Quarta-feira, 21 de setembro de 2016 - 08h44
De início, ele nem queria tocar no assunto. Foi convencido de que pegaria muito mal, falar na tribuna da ONU como um paraquedista, sem dizer uma palavra sobre os acontecimentos que ali o colocaram como presidente do Brasil sem ter sido eleito. Ele falou, mas passou ao largo de três palavras que, como explicariam os psicanalistas, açoitam seu psiquismo, provocando culpa ou constrangimento ou qualquer coisa assim. Não pronunciou o nome da ex-presidente Dilma, não mencionou a qualificação de “golpe”, que corre o mundo, sobre o processo que descreveu, e trocou a palavra “impeachment” por impedimento. As duas palavras se correspondem no inglês e no português, mas na práxis política guardam diferença. Explico mais adiante. Disse Temer:
"O Brasil acaba de atravessar processo longo e complexo, regrado e conduzido pelo Congresso Nacional e pela Suprema Corte brasileira, que culminou em um impedimento. Tudo transcorreu dentro do mais absoluto respeito à ordem constitucional."

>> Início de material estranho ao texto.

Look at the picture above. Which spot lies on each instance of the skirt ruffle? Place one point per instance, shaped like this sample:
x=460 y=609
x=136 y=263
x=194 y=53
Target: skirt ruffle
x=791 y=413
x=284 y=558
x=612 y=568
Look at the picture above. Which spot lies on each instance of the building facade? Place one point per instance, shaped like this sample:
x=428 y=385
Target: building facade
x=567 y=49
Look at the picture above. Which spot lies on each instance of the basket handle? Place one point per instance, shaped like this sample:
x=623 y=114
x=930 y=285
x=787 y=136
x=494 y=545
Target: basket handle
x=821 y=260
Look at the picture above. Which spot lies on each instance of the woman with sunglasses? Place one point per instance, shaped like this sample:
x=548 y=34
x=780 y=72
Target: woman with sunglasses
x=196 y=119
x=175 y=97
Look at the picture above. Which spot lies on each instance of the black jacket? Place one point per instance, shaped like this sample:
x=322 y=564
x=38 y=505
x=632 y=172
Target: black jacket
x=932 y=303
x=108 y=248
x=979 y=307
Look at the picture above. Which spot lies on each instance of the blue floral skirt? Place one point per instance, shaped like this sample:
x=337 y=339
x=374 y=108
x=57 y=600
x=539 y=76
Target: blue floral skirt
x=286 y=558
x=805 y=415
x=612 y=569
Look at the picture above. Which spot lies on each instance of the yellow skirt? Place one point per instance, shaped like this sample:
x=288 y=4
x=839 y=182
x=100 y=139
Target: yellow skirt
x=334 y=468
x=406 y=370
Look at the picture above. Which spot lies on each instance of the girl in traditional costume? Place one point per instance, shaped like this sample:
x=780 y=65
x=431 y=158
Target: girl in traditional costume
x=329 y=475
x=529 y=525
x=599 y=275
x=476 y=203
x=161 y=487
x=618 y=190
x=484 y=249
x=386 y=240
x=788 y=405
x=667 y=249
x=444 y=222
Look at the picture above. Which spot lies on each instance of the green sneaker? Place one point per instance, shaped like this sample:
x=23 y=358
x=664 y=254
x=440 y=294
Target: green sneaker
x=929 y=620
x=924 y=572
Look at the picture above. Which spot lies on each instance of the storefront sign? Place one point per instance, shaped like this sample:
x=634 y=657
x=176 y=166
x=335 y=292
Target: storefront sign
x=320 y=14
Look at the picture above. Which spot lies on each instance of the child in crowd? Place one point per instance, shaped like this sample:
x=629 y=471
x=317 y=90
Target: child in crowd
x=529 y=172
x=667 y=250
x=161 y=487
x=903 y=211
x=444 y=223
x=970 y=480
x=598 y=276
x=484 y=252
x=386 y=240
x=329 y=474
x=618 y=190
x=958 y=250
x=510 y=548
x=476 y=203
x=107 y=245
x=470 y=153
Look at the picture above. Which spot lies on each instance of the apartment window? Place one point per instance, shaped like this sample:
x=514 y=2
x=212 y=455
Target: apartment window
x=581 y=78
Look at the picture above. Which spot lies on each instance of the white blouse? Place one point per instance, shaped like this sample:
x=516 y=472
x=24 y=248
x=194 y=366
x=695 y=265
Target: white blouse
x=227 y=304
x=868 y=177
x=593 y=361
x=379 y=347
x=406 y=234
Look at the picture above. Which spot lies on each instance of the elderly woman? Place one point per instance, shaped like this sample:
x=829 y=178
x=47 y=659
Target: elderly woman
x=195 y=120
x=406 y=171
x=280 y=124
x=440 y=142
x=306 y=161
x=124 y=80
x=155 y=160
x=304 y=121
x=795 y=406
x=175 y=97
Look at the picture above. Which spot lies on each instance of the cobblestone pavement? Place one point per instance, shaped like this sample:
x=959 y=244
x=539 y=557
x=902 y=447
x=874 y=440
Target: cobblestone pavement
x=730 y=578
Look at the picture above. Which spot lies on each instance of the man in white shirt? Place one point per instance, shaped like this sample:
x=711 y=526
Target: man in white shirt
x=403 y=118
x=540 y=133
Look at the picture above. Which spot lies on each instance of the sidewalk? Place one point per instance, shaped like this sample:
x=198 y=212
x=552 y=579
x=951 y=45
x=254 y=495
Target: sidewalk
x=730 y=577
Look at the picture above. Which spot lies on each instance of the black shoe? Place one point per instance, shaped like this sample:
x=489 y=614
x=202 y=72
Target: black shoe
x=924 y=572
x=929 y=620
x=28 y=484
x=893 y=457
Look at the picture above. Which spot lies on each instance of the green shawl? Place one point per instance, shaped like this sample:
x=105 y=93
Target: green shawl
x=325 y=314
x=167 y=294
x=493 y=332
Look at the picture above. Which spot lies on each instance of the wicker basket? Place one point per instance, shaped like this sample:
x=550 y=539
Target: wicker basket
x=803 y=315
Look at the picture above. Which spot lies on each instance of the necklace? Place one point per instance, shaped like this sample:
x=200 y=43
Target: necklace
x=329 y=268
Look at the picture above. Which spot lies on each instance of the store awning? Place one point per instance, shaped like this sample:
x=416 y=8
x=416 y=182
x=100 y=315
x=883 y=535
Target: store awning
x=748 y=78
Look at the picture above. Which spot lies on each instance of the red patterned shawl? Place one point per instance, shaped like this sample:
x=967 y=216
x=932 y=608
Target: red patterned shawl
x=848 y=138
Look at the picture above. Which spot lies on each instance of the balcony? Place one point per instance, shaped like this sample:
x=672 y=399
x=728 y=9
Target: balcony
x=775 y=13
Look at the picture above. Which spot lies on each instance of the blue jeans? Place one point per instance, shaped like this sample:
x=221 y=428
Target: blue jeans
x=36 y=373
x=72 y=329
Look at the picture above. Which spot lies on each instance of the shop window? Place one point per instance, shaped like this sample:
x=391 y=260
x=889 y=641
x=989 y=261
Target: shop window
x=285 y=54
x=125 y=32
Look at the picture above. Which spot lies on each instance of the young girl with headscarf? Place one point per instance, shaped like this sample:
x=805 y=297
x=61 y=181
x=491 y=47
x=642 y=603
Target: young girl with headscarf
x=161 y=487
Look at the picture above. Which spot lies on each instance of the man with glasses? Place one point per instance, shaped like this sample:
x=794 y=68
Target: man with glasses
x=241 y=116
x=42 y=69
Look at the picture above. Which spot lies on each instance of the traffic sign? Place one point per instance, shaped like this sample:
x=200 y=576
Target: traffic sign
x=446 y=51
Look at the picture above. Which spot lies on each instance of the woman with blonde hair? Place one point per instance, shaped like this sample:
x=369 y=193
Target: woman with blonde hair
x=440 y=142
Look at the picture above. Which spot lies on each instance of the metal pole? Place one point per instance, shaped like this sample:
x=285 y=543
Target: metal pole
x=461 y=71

Impedimento de quem? Sem o complemento nominal, a frase atentou contra a sintaxe. O “impedimento” é sempre de alguém ou de alguma coisa. Mas ele preferiu assim porque foge do nome de Dilma como o diabo da cruz. Como o culpado do nome da vítima. Na recente entrevista ao Globo, quando lhe perguntaram porque nunca diz o nome dela, ele foi corajoso. “Então vou dizer: Dil-ma-Va-na-Rous-seff. Disse mas não gosta de dizer. As palavras e as coisas têm uma forte conexão. A fuga da palavra ajuda e esquecer a coisa, embora ela seja inapagável: foi golpe e foi traição.

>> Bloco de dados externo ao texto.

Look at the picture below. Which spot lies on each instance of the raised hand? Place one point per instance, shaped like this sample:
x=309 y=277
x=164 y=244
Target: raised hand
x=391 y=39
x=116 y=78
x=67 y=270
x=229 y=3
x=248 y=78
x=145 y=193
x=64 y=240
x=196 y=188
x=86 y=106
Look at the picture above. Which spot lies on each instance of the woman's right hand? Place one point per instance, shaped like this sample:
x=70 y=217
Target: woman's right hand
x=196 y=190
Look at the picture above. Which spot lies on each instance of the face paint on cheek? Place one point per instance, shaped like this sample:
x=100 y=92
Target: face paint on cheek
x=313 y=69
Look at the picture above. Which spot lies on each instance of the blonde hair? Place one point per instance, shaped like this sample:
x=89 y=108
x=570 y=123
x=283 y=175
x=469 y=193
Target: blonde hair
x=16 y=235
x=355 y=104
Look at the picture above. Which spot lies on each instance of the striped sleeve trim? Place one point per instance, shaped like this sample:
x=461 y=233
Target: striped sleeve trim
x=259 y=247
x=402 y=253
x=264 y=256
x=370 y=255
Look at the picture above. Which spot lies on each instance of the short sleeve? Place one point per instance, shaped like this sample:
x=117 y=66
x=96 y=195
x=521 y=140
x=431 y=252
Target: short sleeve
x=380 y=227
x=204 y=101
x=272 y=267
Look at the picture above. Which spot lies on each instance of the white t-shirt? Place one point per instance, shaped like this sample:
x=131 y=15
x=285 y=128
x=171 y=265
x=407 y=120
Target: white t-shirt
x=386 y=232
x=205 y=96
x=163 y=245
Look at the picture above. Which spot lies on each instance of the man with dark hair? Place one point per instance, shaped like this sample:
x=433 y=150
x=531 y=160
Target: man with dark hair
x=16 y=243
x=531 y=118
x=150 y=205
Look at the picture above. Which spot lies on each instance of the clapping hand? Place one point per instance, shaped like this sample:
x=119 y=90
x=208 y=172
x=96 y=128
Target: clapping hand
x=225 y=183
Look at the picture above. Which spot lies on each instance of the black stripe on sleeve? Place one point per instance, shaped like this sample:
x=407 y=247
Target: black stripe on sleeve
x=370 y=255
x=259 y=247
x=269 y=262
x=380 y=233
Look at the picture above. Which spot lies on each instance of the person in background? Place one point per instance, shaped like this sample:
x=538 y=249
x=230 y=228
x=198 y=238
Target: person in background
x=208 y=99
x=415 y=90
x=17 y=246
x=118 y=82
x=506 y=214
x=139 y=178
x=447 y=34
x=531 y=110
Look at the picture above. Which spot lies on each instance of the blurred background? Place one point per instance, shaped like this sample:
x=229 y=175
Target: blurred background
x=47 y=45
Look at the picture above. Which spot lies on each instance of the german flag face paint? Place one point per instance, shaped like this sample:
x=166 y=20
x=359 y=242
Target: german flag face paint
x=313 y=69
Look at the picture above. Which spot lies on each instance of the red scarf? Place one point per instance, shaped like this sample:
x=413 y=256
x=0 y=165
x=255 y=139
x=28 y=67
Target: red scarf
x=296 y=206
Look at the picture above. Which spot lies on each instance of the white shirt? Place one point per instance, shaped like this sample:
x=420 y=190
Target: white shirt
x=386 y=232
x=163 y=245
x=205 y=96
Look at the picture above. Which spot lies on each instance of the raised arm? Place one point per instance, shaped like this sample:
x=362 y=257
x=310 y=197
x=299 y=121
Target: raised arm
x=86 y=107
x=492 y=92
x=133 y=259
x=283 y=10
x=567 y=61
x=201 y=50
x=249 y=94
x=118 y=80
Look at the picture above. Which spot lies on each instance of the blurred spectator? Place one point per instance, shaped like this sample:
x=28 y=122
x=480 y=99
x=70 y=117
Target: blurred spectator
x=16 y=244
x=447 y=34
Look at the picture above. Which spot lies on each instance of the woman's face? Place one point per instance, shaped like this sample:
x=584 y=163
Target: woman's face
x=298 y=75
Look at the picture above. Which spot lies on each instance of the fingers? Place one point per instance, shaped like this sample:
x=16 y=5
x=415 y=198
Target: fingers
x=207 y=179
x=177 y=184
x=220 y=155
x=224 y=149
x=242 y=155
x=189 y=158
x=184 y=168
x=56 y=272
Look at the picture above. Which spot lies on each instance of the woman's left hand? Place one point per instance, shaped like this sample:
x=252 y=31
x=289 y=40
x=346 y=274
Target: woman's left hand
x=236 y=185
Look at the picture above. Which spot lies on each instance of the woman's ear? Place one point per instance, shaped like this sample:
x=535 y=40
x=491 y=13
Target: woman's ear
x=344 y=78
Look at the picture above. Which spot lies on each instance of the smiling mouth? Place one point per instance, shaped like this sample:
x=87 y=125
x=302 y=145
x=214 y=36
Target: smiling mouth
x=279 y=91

A outra palavra evitada foi “golpe”. Apareceram cartazes dizendo isso na porta da sede da ONU, apareceram manifestantes, e delegações latino-americanas se retiraram do plenário num silêncio gritante. Diante de uma plateia de governantes e chefes de Estado, Temer poderia ter aproveitado para refutar clara e corajosamente a caracterização do processo que o levou à presidência como golpe, uma ideia que encontrou seu lugar aqui no Brasil e lá fora. Passou ao largo, limitando-se a dizer que o processo foi legal e constitucional. O fato de ser constitucionalmente prevista não significa que foi legítimo.

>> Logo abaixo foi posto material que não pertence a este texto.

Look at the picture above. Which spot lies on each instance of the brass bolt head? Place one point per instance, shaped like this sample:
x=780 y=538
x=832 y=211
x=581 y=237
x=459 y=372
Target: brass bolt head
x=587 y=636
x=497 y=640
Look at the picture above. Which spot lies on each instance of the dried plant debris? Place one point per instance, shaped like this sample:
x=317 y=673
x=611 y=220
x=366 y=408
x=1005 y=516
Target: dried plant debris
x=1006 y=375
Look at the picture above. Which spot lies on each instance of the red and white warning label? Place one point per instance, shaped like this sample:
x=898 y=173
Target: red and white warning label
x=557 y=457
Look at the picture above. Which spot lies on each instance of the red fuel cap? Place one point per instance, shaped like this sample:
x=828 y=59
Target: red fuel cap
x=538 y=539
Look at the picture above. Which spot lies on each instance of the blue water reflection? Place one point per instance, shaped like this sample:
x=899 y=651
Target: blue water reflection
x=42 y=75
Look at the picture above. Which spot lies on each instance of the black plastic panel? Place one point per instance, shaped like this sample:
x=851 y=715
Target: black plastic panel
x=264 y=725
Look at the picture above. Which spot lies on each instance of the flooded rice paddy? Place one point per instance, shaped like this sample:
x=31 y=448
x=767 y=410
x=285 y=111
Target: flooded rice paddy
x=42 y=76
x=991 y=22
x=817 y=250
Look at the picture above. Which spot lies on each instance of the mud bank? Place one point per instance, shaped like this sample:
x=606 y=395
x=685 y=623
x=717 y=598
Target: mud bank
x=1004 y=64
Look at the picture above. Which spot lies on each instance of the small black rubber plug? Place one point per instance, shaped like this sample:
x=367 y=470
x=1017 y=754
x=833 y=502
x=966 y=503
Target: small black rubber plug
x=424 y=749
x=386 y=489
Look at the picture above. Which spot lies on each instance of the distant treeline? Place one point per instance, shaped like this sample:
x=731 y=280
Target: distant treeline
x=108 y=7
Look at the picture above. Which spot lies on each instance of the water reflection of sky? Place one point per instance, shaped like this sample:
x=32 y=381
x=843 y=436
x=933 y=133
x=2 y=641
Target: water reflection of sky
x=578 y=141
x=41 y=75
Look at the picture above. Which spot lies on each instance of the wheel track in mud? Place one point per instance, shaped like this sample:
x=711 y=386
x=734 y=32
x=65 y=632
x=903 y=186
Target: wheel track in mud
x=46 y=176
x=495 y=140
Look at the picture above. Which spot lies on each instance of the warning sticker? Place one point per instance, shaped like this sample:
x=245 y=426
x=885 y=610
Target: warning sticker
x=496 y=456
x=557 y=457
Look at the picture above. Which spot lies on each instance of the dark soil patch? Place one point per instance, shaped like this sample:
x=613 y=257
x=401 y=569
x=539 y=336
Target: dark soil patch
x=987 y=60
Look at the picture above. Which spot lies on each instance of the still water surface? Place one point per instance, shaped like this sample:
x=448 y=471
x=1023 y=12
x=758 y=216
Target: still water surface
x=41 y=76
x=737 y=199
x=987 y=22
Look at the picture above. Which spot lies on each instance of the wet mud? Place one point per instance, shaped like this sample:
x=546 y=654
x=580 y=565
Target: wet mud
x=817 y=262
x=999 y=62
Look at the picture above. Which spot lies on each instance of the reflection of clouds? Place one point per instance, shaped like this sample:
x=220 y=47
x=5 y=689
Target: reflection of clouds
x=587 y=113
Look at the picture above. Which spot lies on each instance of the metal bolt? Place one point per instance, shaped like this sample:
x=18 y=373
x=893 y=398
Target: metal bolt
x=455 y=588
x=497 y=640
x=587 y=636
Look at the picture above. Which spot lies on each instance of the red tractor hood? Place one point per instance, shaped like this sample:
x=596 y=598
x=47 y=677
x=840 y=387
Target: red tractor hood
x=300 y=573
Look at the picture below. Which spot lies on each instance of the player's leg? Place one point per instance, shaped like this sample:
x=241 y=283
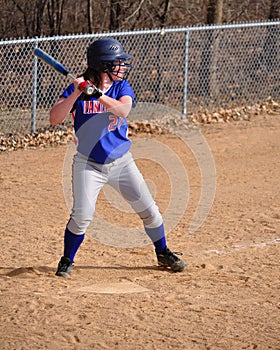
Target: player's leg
x=128 y=180
x=87 y=182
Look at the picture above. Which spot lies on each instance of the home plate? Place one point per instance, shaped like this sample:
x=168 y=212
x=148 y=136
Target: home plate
x=114 y=288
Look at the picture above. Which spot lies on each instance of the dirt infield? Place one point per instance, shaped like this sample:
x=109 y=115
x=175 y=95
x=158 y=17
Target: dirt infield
x=117 y=298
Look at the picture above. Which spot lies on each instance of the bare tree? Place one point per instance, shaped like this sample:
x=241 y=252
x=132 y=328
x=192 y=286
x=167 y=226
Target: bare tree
x=274 y=9
x=209 y=55
x=55 y=15
x=89 y=14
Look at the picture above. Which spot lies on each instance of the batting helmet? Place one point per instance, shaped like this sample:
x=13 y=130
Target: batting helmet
x=102 y=55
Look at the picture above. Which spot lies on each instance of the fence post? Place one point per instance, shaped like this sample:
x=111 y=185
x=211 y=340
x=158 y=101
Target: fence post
x=34 y=89
x=185 y=92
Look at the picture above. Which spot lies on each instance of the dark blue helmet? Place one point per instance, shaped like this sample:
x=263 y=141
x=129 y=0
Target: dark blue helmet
x=106 y=54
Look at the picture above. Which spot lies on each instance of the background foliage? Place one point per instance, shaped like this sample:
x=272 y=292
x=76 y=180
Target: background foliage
x=30 y=18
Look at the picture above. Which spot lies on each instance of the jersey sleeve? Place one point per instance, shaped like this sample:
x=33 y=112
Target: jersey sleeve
x=68 y=91
x=126 y=90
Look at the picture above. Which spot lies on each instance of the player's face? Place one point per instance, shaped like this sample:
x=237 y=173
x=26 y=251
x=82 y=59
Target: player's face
x=121 y=70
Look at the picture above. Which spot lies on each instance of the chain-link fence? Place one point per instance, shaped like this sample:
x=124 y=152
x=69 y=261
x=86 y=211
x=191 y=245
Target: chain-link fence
x=183 y=68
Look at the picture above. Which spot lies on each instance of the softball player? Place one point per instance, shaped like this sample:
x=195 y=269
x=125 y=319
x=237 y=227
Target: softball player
x=103 y=150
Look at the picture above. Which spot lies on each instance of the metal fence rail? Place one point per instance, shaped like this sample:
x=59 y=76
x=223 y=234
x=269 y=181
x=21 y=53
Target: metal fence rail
x=184 y=68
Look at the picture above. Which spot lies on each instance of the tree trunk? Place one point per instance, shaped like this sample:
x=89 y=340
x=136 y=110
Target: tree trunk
x=89 y=15
x=274 y=9
x=115 y=11
x=208 y=66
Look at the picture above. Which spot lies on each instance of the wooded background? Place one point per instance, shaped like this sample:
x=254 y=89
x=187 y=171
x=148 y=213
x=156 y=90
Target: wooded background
x=31 y=18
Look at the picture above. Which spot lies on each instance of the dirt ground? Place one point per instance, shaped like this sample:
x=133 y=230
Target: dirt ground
x=118 y=298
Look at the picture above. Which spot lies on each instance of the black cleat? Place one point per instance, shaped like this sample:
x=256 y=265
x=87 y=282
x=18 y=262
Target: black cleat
x=169 y=259
x=65 y=267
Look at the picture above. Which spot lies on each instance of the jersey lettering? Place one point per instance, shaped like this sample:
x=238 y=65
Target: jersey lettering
x=115 y=123
x=91 y=107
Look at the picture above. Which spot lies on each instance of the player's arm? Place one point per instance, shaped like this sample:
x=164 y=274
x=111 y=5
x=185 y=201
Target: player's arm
x=120 y=108
x=63 y=106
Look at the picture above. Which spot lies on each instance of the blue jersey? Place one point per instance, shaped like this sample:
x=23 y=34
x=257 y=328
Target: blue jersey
x=101 y=135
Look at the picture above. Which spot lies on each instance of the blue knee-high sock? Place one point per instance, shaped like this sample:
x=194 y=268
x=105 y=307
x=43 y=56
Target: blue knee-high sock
x=157 y=236
x=72 y=243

Preferiu dizer que o processo “transcorreu dentro do mais absoluto respeito à ordem constitucional” e que “culminou em um impedimento”. Por que não disse “impeachment”? Porque não estaria sendo verdadeiro. Houve aqui o impedimento de fato da presidente por obra do Congresso, com aval do STF. Mas não um “impeachment” segundo as regras dos países democráticos que o preveem em suas cartas constitucionais, a começar dos Estados Unidos, o criador deste mecanismo criado para mitigar a força do presidencialismo, não para derrubar presidentes. Tanto é assim que lá nenhum presidente sofreu tal processo. Nixon renunciou antes e em relação aos outros dois, Andrew Jackson e Bill Clinton, o Senado assumiu seu papel moderador e arquivou os pedidos autorizados pela Câmara. Alegou, principalmente, a desproporção entre a acusação e a pena da deposição, o que bem se aplicaria aqui, diante dos crimes imputados a Dilma, pedaladas e suplementações orçamentárias. Ao falar em “impedimento” e não em “impeachment”, Temer evitou a comparação jurídica e reconheceu a singularidade do processo ocorrido no Brasil. Ele se assemelha ao que houve no Paraguai e em Honduras mas não ao que seria um “impeachment” nos Estados Unidos, por exemplo.
A alma de Oswado Aranha, a quem o Brasil deve o honroso papel de abrir anualmente a Assembléia Geral da ONU, deve ter se divertido. Ou lamentado.